The same goes for Fiyin Asenuga, who resumed his new school wearing a nose mask only to be outed by a 6-year-old boy. Darasimi Nadi shared how, after years of being in the same school, she entered senior secondary and hoped to stay under the radar with the new students. “My classmates already knew I acted, but they didn’t talk about it because they thought it was cringe,” she says. “But once this boy found out, I couldn’t breathe for, like, two weeks.” While for Simisola Gbadamosi, her face couldn’t escape the entertainment sections of her assembly news after bagging an Emmy nomination.

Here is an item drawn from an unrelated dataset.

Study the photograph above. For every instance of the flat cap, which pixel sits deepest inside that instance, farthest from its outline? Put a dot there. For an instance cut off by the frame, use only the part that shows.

The attention doesn’t stop at school. At parks, cinemas, airports, and even churches, these teens have been recognised. “There was this woman—like in her 40s—she screamed when she saw me,” Asenuga shares. “And then I screamed too. It became a scream-off!” For Egwuatu, she was stopped at JJT Park “One day I was at JJT Park with my family. We were just having fun when these women came up to me and said, ‘Oh my gosh, are you Diana from God Calling? You acted so well! Can I get a picture?” She adds, “They were overdramatic! But it was kind of fun.”
Their vacations are also interrupted sometimes but the purpose is heartwarming. “When I went on vacation last year, I went to speak at a church in the U.S.—I think it was House on the Rock or Redeemed,” Gbadamosi recalls. “After I came down from the stage, there was a girl named Simi—my namesake. She gave me flowers and a handwritten letter. It was so sweet. That moment really touched me.”

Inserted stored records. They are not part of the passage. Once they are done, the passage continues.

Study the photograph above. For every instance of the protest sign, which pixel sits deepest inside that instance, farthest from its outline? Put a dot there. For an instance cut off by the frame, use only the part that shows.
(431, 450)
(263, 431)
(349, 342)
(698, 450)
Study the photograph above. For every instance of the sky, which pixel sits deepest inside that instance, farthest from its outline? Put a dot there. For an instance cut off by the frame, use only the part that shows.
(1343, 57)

When asked about their best moments, the actors give a mix of hilarious and heartfelt answers. “Food”, Egwuatu says without missing a beat. “Some sets have banger food. Like, a real banger.” For Nadi, it is being nominated for an AMVCA and for Ekeng, it is being invited to youth programmes to speak. “I thought I was going to be talking to toddlers,” she explains. “But it was a room full of teenagers—some even in university. I was like, ‘Oh God, help me.’ But it flowed. Afterward, they were like, ‘Can I have your Snap?’ I realised I could connect with people, not just entertain them.”

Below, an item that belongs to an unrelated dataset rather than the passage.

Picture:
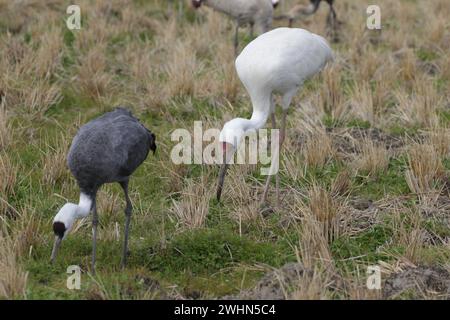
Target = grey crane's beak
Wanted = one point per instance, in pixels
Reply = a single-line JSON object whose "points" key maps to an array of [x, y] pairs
{"points": [[55, 250], [228, 151]]}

Gbadamosi remembers boarding a plane after her Emmy nomination when a Nigerian-American woman approached her mother. “She said her daughter had been going through an identity crisis. But after watching ‘Iwaju’, she wanted to braid her hair and buy ankara. It meant so much to me.”

Toward the end of the roundtable, Blessing Obasi asks how they feel about the growing number of child actors in Nollywood today. Everyone lights up. “It’s not just me anymore,” Asenuga replies. “Before, I’d go on set and be the only child. Now? There are plenty. It’s exciting.”
The final question is one that has been lingering; would they keep acting as adults? They all give a resounding yes but Darasimi Nadi wants to do more: pause acting for a while, build her career offline, learn to fly a plane and then make her grand return to the screen. For Simisola Gbadamosi, she wants to add architecture and directing to her outstanding CV.

Beneath the red carpets and recognition, the DM fan messages, and the overdramatic park selfies, these teenagers are still navigating math homework, class cliques, and the awkwardness of adolescence. Their lives are lit by stage lights, but they’re also shaped by school bells.
They dream loudly, and they’re not afraid to outgrow the boxes the industry or society sets for them. They are actors. They are students. They are daughters, friends, future architects, and maybe pilots. They are children, yes but children who are changing what Nollywood looks and sounds like. And as Khaira Bashir said, smiling at the roundtable’s close, “If we can do it, you can do it better.”